The human tragedy of Khashoggi’s disappearance can be interpreted in various ways. the latest example of Saudi Arabian miscues under Mohammed bin Salman (MBS), the Trump administration’s lumbering, belated response, the further fraying of the global order, and so forth. The Post has many excellent analyses of these implications.
As the author of “The Ideas Industry,” however, I want to talk about what this means for Tom Friedman.
The longtime New York Times columnist and Big Book author has moonlighted as the Saudi Whisperer for at least 16 years now. My first memory of Friedman’s column serving as a public forum for Saudi royal musings was in a February 2002 column in which he relayed Crown Prince Abdullah’s proposed peace plan. That did not really go anywhere.
Last year, after MBS consolidated power, Friedman flew out to Riyadh and filed the most Panglossian column imaginable about his effort to remake Saudi Arabia. Friedman wrote, “The most significant reform process underway anywhere in the Middle East today is in Saudi Arabia. Yes, you read that right. Though I came here at the start of Saudi winter, I found the country going through its own Arab Spring, Saudi style.” Others were less sanguine about these developments, but Friedman saw hope in MBS’s anti-corruption drive.

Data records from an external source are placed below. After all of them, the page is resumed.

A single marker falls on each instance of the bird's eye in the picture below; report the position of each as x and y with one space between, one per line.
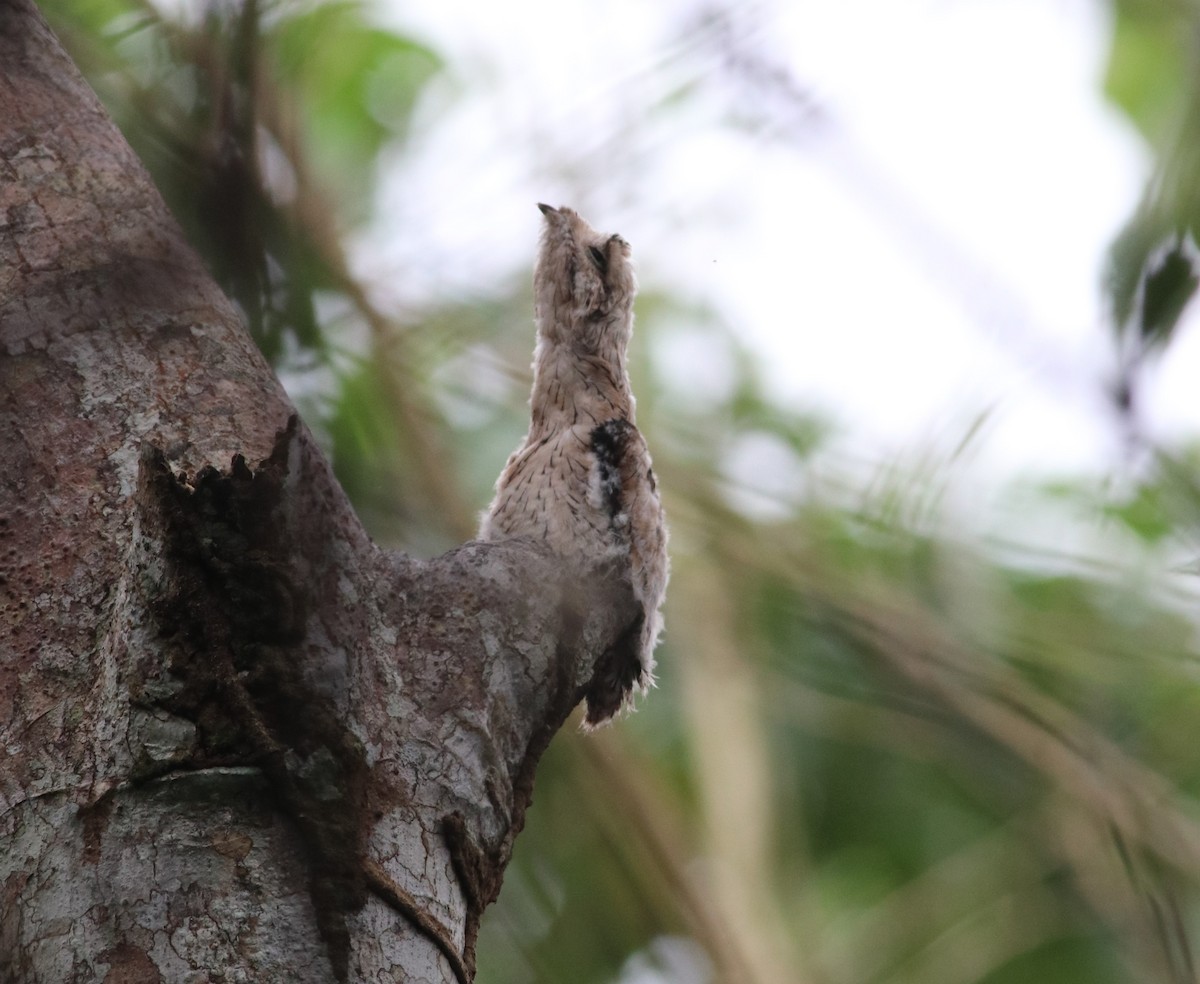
599 258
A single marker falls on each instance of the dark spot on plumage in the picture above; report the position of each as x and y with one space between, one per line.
599 258
609 447
617 672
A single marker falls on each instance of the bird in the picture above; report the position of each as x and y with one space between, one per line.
582 481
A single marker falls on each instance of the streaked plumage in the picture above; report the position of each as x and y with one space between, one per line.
582 479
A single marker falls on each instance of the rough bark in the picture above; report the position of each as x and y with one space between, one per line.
237 739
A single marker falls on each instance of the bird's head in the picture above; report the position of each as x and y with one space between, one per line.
583 283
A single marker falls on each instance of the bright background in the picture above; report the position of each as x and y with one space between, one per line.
929 685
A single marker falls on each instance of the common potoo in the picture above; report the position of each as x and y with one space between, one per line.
582 480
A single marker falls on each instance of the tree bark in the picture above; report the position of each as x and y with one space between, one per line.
238 741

Six months later, Friedman wrote a follow-up column that was still extremely upbeat, but one in which he seemed to acknowledge the possible downsides. Buried within much of the praise, he acknowledged, “M.B.S. grew up with a lot of resentment and disdain for his lazy cousins, who got obscenely rich, along with the big merchants close to them. His anti-corruption campaign was meant to stem the tide of graft, but it also had elements of revenge, and a power and money grab. And he still has 56 wealthy Saudis under house arrest.”

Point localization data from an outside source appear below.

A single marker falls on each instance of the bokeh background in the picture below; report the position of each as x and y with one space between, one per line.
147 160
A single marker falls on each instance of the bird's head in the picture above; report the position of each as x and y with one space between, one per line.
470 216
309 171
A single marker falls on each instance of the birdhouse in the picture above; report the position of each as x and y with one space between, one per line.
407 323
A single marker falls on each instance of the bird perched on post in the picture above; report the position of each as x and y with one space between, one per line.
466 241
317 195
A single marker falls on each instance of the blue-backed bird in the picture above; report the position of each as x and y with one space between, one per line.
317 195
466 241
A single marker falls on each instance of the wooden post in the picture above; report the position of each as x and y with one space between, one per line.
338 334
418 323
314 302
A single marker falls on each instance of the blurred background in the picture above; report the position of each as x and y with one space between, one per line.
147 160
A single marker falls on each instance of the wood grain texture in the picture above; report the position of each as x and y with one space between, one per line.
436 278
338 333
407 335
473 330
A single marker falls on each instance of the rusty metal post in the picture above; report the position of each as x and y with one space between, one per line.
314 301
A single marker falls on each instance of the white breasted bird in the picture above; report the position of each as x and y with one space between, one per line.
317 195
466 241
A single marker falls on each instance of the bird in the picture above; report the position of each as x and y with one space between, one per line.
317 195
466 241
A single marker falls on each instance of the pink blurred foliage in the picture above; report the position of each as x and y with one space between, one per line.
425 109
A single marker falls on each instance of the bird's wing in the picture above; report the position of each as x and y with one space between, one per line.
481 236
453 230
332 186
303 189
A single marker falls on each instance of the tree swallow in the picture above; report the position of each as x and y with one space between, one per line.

Friedman’s column on Monday amounted to a mea culpa for his earlier columns, pointing out all his caveats buried in his previous columns: “It was obvious, though, I added, that in recent months M.B.S. had undertaken a series of ill-considered steps that were hurting him, Saudi Arabia and us.”
Saying that “Friedman was wrong” is the easiest play in the world for a critical foreign policy pundit; I have certainly gone there on occasion. Satire yields limited returns in 2018, however, so what might be more productive is asking how and why Friedman went wrong. What are the lessons that can be drawn from this unfortunate narrative arc?
Let me suggest that there are three takeaways for foreign affairs columnists. The first is that wishing something will be true does not make it so. Friedman offered his reasons for backing MBS in his Monday column: “the idea that the kingdom might have a leader today who was beginning to shift Saudi Sunni Islam onto a more open and inclusive path, one that would isolate radical Islamists and strengthen moderates everywhere, was a vital American interest. It had to start in Saudi Arabia, the home of Mecca and Medina." That is a fair argument, and perhaps it means that one should be willing to coax a Saudi leader even if the odds are not great because of the possible payoff. Of course, it also means that you might be wishcasting too hard when looking at the situation. The idea of MBS as a genuine elite reformer in Saudi Arabia might be one of those ideas -- like “Iranian moderate” or “stable Afghanistan” -- we all want to be true so badly we overestimate the meager odds of its existence.
The second thing is to be wary of any authoritarian anti-corruption drive as actually trying to end corruption. As I noted last November, “The anti-corruption drive is a classic move from the personalist handbook, one that Xi, Putin and Erdogan have all used as an excuse to consolidate power.” For every modernizing Peter the Great, there are 10 tinpot dictators who will exploit a genuine public desire to root out corruption to take out enemies. It is extremely rare for anti-corruption campaigns to ever do what is intended. This was the part of the MBS pitch that enthralled Friedman the most last year. He should have been warier.
The third and most important lesson is that just because political leaders treat you with respect does not mean that they are sincere in their statements. I understand the bias that these meetings produce. I have not been exposed to as many policy principals as Friedman, but I have met enough of them to know that, autocrat or democrat, political leaders know how to charm people they need to charm. It is flattering, as a mere scribbler, to think that a world leader is devoting time and attention to what you think. The desire to cultivate a new connection can lead one to transcribe more than analyze.
I was not being glib when I said in “The Ideas Industry” that speaking truth to power was hard. It is extremely hard, and perhaps beyond the capacities of some pundits. Maybe all we can ask of some folks is to listen carefully to power without losing track of what matters, and providing a forensic analysis of it to readers.
Khashoggi was able to do that. We need more of that skill on the op-ed pages, and we need it right now.